Ta mieszanka woni kwiatów i potu była wspaniała. Wręcz nie z tego świata.
Tlacotzin czuł jej duże piersi na swoim ciele. Miękkość i delikatność jej kobiecego ciała, delikatnego jak płatki lotosu.
Spojrzeli sobie w oczy.
Wtedy coś się stało. Nikt nie wiedział, co to zapoczątkowało. Nie wiedział o tym nikt Tlacotzin, ani Xilonen, ani Citlalli, ani żadna z pozostałych akolitek.
W pewnym momencie oboje powiedzieli.
-Xochipilli Panie Radości spraw by nasze serca biły jako jedno.
Gdy padło ostatnie słowo powoli zbliżali swoje usta do siebie, by się pocałować. Każde poczuło się wspaniale. Nie fizycznie, lecz emocjonalnie. Czuło wspaniałość bycia blisko osoby, którą kocha. Każde zapragnęło, aby ta chwila się nie skończyła. Gdy przerwali pocałunek, wpatrywali się w siebie całkowicie rozmarzonymi oczami.
Citlalli była zupełnie zaskoczona. Spodziewała się nieśmiałych pieszczot, a nie gorącego pocałunku. Zastanawiała się dlaczego. Czy był to element chwili, a może wiedząc, że zbliża się czas rozstania, starali się wykorzystać jak najlepiej każdą dostępną chwilę? Nie wiedziała tego, ale ich więź okazała się, silniejsza niż myślała.
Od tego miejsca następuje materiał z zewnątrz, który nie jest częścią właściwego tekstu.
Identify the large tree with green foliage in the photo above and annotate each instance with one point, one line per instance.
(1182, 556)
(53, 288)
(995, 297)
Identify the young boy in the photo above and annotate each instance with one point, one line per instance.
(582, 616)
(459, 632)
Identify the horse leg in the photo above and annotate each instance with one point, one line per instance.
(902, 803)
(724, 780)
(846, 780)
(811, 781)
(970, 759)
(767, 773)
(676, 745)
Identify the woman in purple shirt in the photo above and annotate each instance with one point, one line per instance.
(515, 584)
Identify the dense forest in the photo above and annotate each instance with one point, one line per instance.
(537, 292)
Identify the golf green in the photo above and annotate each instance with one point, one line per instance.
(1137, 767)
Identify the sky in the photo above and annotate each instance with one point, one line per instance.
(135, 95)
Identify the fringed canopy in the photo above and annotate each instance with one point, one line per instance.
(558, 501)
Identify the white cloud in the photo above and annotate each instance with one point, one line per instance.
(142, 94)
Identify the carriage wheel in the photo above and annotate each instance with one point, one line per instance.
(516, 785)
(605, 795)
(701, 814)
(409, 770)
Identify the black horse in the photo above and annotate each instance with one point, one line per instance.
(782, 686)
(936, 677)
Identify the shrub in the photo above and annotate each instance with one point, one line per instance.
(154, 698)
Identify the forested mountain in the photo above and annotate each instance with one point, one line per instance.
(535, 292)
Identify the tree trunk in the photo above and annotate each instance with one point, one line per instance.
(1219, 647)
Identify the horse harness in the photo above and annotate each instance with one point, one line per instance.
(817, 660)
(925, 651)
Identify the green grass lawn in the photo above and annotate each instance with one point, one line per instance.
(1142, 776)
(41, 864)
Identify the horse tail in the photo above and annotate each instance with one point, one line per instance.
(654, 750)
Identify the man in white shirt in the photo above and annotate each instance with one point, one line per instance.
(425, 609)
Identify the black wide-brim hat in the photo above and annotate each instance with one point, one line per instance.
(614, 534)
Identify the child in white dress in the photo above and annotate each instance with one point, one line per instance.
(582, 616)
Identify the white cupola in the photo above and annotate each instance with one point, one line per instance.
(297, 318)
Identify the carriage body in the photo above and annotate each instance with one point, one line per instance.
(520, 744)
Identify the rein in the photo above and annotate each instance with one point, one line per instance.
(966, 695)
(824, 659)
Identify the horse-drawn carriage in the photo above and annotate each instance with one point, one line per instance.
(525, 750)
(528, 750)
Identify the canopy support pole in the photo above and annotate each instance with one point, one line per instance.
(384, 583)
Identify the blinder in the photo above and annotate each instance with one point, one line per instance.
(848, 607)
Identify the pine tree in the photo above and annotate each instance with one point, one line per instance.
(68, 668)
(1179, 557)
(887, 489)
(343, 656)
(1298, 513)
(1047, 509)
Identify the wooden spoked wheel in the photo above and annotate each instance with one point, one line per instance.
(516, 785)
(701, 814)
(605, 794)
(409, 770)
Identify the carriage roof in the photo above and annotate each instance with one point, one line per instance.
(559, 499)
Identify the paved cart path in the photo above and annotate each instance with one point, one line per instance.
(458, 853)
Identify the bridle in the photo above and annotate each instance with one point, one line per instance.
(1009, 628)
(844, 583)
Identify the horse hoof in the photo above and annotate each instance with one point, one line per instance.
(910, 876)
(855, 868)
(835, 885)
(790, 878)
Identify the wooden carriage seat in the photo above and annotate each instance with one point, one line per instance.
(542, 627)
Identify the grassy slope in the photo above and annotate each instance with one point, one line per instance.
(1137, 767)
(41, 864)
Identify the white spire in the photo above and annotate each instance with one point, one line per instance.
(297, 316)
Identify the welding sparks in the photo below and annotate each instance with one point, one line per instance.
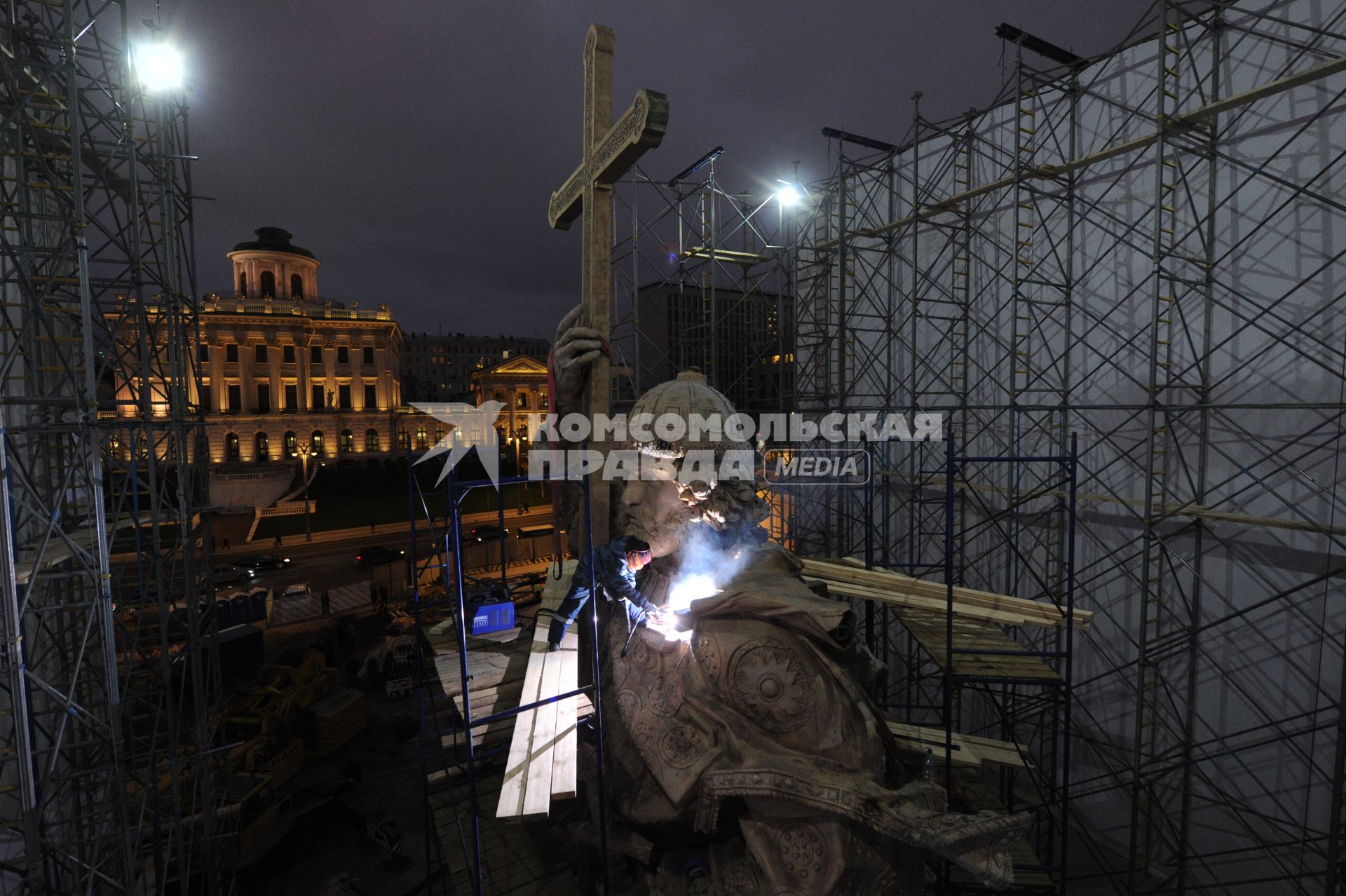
(690, 588)
(681, 595)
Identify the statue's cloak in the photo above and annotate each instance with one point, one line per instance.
(769, 702)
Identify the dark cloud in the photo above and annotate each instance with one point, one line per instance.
(412, 146)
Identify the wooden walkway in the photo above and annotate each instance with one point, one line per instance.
(519, 856)
(932, 632)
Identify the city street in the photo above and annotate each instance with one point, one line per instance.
(330, 564)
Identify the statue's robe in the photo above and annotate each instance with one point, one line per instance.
(765, 711)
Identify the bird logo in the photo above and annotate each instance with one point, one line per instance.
(466, 427)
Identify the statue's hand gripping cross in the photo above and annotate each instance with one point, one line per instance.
(609, 152)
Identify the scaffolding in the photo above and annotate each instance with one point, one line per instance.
(105, 682)
(1143, 249)
(702, 280)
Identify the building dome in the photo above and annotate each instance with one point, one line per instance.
(271, 266)
(683, 398)
(272, 240)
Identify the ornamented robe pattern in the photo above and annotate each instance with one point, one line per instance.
(768, 705)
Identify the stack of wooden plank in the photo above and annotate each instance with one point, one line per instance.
(516, 857)
(981, 646)
(336, 717)
(541, 762)
(848, 576)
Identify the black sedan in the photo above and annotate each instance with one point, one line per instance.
(377, 556)
(487, 531)
(254, 564)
Następnie dała każdej z dziewcząt szansę na zbliżenie. Nawet nieśmiałą Meya okazała się być z nim silnie związana. To było naprawdę niezwykłe.
Następnie przyszła kolej na próbę muzyczną. Tlacotzin grał radosną zmysłową muzykę. W ten sposób wyrażał swą miłość i oddawał cześć płodności. Dziewczęta do niej tańczyły. Były jak płatki kwiatów unoszące się na wietrze i miała wrażenie, że zaraz ją porwą w porywie tej duchowej namiętności. Naprawdę była w nich wielka moc. Spojrzała w górę i pomyślała.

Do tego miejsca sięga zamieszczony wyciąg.